Lombardia, Piemonte e Marche verso l’arancione. Basilicata e Molise rosse. Le Regioni che cambiano colore secondo gli ultimi dati

Ecco i passaggi di zona sulla base dell’ultimo monitoraggio dell’Iss. Per cinema e teatri circola l’ipotesi riapertura dal 27 marzo. Scontro sulla Pasqua tra Salvini e Zingaretti

In attesa delle ordinanze definitive, la colorazione delle Regioni già si profila. Stando alle proiezioni basate sui dati dell’epidemia di Coronavirus diffusi dall’Iss, la Lombardia, il Piemonte e le Marche potrebbero passare dal giallo all’arancione. Il Molise diventa rosso su richiesta della Regione e anche la Basilicata passa nella fascia più alta di rischio. Come annunciato dal governatore Vito Bardi, a stabilirlo è stato il Ministero della Salute a fronte dell’aumento dell’indice Rt, passato in una settimana da 1,03 a 1,51. In Toscana da domani le città di Siena e Pistoia saranno rosse per una settimana. In bilico il Molise, che ha chiesto di essere inserita nella zona con le restrizioni più severe. Liguria verso il giallo, mentre la Sardegna potrebbe diventare bianca.

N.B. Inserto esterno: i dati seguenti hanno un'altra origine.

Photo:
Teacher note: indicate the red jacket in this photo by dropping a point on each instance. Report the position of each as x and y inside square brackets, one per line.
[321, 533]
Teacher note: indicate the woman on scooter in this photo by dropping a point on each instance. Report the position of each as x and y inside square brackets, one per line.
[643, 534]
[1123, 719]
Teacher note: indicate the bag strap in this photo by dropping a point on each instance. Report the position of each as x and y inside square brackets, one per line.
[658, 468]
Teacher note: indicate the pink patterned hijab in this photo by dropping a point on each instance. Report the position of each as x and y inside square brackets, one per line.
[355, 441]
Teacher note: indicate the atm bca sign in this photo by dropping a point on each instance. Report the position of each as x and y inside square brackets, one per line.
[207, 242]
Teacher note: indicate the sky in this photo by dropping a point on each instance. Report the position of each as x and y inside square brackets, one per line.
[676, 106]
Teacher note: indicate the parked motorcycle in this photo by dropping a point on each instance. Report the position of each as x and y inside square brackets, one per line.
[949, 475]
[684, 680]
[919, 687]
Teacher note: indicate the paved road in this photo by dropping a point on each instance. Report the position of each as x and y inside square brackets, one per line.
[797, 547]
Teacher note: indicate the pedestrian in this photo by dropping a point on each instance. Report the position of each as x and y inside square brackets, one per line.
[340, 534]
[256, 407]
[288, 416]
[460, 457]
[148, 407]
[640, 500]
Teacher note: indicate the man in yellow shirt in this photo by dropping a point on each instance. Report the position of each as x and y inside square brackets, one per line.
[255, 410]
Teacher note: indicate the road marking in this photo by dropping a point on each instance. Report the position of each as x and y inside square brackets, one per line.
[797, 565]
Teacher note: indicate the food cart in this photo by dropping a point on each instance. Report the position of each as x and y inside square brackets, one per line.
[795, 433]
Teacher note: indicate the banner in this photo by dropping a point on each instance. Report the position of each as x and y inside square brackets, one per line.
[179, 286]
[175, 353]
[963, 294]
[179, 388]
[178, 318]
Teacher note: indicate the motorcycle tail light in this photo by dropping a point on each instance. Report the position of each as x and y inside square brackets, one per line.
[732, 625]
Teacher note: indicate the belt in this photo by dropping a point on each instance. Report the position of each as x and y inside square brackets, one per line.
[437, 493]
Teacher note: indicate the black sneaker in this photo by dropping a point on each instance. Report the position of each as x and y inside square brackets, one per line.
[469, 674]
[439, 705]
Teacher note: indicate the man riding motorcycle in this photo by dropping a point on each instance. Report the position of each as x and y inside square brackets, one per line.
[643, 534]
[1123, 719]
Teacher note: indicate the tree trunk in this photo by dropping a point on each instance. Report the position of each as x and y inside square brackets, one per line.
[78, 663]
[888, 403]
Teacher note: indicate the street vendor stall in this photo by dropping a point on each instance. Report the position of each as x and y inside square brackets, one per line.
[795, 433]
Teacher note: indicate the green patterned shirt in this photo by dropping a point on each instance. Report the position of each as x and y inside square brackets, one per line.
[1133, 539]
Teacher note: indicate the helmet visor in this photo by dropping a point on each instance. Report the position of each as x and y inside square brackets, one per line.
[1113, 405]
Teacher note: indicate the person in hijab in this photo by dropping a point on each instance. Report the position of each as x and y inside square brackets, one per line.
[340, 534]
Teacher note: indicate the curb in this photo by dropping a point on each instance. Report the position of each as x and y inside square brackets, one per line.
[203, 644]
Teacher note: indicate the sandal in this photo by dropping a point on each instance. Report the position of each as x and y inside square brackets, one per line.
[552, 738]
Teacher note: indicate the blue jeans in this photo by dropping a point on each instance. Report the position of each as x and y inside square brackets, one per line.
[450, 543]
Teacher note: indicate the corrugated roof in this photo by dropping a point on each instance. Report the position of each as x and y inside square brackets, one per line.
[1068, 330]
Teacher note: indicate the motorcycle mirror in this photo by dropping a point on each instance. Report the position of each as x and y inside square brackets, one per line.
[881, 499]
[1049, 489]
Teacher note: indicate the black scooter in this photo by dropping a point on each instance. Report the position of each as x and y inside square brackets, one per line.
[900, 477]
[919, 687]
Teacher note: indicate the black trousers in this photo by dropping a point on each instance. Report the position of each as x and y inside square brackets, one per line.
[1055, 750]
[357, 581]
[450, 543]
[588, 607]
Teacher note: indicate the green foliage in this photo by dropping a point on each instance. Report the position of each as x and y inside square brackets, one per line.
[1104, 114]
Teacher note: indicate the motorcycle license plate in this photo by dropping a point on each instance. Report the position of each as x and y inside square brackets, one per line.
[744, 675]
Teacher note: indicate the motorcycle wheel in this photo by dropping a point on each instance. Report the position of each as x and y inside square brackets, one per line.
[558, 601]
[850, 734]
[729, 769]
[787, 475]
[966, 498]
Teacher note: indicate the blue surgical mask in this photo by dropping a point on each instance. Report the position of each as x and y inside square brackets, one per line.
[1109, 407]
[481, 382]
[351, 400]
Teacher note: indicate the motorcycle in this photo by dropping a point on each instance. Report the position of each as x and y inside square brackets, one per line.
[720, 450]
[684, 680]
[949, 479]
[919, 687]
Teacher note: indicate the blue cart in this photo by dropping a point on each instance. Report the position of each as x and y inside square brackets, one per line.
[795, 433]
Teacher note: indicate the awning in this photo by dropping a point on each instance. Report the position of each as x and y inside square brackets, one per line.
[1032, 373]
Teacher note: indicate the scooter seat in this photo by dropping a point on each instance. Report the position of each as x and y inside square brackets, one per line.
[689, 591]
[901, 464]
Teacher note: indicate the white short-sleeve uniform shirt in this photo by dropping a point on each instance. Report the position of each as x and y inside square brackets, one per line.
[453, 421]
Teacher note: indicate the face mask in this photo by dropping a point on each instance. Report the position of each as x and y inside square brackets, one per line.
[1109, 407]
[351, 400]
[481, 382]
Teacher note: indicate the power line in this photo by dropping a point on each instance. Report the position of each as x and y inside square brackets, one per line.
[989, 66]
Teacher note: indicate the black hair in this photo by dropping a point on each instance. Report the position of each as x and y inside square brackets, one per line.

Il nuovo Dpcm non conterrà alcun allentamento delle misure restrittive

L’indice Rt è in risalita in tante zone del Paese, soprattutto a causa della diffusione delle varianti Covid. E il nuovo Dpcm che sarà messo a punto entro lunedì (oggi la bozza in Consiglio dei ministri) non conterrà alcun allentamento delle misure restrittive. Il ministro della Salute Roberto Speranza e la ministra per gli Affari regionali Mariastella Gelmini sono stati chiari: sarà così almeno fino a dopo Pasqua. Per cinema e teatri, tuttavia, la riapertura potrebbe scattare dal 27 marzo, ma solo se l’andamento dei contagi lo consentirà. E prima potrebbero arrivare decisioni sulle scuole. Nessuna chiusura degli istituti all’orizzonte, il governo chiederà al Cts un approfondimento, ma la linea resta quella di mantenere i ragazzi in classe.

No ai ristoranti aperti la sera in zona gialla

L’ipotesi di aprire i ristoranti la sera nelle regioni gialle, invece, non sembra essere sul tavolo. Ancora chiuse anche palestre e piscine. Il nuovo Dpcm confermerà il divieto di spostamento tra le Regioni fino al 27 marzo e non consentirà di andare nelle seconde case se si trovano in zona rossa. «Mi rifiuto di pensare ad altre settimane e mesi di chiusura e di paura», ha detto il segretario della Lega, Matteo Salvini. «Se ci sono situazioni locali a rischio, si intervenga. Però parlare già oggi di una Pasqua chiusi in casa non mi sembra rispettoso degli italiani». Secca la replica del segretario del Pd, Nicola Zingaretti: «Sulla pandemia Salvini continua a sbagliare e rischia di portare fuori strada l’Italia. Buon senso e coerenza è avere una linea indicata dal governo e rispettarla».